Kadınlar, “Yaşasın kadın dayanışması”, “Kadınlar birlikte güçlü”, “Savaşa hayır”, “Susmuyoruz, korkmuyoruz itaat etmiyoruz”, “Eşitlik, özgürlük kadınlarla gelecek”, “Laiklik yoksa özgürlük yok”, “Kadınlar artık susmayacaklar”, “Jin jiyan azadi (Kadın, Yaşam, Özgürlük)”, “Kadın cinayetleri politiktir” sloganları atarak Gaffar Okkan ve Atatürk Caddesi üzerinden Beşkaza Meydanı’na yürüdü.
Yürüyüş boyunca çevredeki çok sayıda yurttaşın da alkışlarla yürüyüşe destek verdiği görüldü.
“DEVLETİN SIRTINI SIVAZLADIĞI KATİLLERİN, SUÇLULARIN HEP BİR BAHANESİ VAR”
Meydan’da okunan basın açıklamasının ilk bölümünü grup adına Fethiye Kadın Danışma Dayanışma Derneği’nden (FKDD) Ayşegül Cesur okudu.
Cesur, şiddet failini kollayan, sistematikleşen devlet politikalarının her gün kadına yönelik şiddeti ürettiğini ve LGBTİQ+’lara karşı nefret suçları işlemeye devam ettiğini söyledi ve sözlerini şöyle sürdürdü:
“Yüksekten düştü deyip öldürüyor, evde öldürüyor, boşanmak istediği için, ayrılmak istediği için, çalışmak istediği için öldürüyor. Sokakta öldürüyor, tecavüz edip yakıyor. Şiddetin her türlüsünü kadınlara uyguluyor.

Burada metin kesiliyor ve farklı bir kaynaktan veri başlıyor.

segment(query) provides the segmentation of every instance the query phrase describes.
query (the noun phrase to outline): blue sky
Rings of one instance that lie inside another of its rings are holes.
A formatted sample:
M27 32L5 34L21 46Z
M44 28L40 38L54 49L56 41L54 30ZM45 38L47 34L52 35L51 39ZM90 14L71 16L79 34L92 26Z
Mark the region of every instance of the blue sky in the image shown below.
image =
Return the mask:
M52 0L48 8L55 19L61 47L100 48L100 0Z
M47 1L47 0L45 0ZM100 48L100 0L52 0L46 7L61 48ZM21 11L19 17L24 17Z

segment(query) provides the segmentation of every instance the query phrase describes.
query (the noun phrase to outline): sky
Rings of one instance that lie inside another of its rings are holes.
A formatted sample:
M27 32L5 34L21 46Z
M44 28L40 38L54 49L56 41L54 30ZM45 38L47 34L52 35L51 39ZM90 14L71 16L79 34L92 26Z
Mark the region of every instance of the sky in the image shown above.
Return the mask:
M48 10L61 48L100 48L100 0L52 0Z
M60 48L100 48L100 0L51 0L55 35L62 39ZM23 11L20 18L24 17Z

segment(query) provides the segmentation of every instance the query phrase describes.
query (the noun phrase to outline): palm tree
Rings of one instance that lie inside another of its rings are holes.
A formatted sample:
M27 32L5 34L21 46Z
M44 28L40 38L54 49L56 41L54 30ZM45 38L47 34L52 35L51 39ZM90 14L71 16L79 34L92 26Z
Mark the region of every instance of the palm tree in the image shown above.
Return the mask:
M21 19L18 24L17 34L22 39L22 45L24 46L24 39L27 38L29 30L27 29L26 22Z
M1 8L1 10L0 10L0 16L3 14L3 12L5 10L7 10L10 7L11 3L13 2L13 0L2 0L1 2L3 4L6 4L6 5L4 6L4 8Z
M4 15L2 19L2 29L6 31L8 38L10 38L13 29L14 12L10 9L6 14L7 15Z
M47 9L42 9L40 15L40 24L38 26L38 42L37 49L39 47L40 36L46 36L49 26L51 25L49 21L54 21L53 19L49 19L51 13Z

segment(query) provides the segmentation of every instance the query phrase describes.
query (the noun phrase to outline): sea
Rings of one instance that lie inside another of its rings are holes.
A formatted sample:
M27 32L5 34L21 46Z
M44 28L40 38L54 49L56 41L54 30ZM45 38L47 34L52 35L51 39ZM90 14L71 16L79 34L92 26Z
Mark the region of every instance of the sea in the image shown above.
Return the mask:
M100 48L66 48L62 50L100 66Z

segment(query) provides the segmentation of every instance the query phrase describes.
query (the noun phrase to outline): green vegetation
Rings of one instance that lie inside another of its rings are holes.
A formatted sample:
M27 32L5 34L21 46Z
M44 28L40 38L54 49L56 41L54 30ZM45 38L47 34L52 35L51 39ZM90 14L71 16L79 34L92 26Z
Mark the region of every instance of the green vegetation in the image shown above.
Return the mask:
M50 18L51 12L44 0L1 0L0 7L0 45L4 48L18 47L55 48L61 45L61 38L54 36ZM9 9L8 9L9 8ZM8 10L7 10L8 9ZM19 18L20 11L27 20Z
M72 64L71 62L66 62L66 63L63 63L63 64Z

Devletin sırtını sıvazladığı katillerin, suçluların hep bir bahanesi var.”
Cesurkadına yönelik şiddeti meşrulaştırmaya çalışan “O saatte orda ne işi var”, “Açık saçık giyinmiş”, “Hamileyken sokağa çıkılır mıymış”, “Yuvasını yıkmamalıymış” gibi bahanelerle, kadın cinayetlerinin toplumsal, ekonomik ve politik yönünün gizlenmeye çalışıldığını söyledi.
Bu durun karşında ise “Biz kadınlar, failin kim ve kimler olduğunu biliyor ve mücadelemizi dayanışmayla büyütüyoruz” ifadelerini kullandı.
“BİZ KADINLAR LAİKLİKTEN VAZGEÇMEYECEĞİZ”
Cesur’un ardından basın açıklamasını okuyan Kamu Emekçileri Sendikaları Konfederasyonu’ndan (KESK) Emine Öztekin Güven ise eğitimdeki cinsiyetçi politikalara dikkat çekti ve şunları söyledi:
“21 yıldır kadın düşmanı, siyasal İslamcı, faşist iktidar Medeni Kanun yerine, Diyanet’in fetvalarıyla gerici politikalarını yaymaya çalışıyor. Bir gecede İstanbul Sözleşmesi’nden çıkarak 6284’ü hedef haline getirenler yeni Anayasa yapmaya cüret ediyor.”
Türkiye, 20 Mart 2021 tarihinde Resmi Gazete’de yayımlanan Cumhurbaşkanı Kararı ile İstanbul Sözleşmesi olarak bilinen “Kadına Yönelik Şiddet ve Aile İçi Şiddetin Önlenmesi ve Bunlarla Mücadeleye Dair Avrupa Konseyi Sözleşmesi”nden ayrıldığını duyurmuştu.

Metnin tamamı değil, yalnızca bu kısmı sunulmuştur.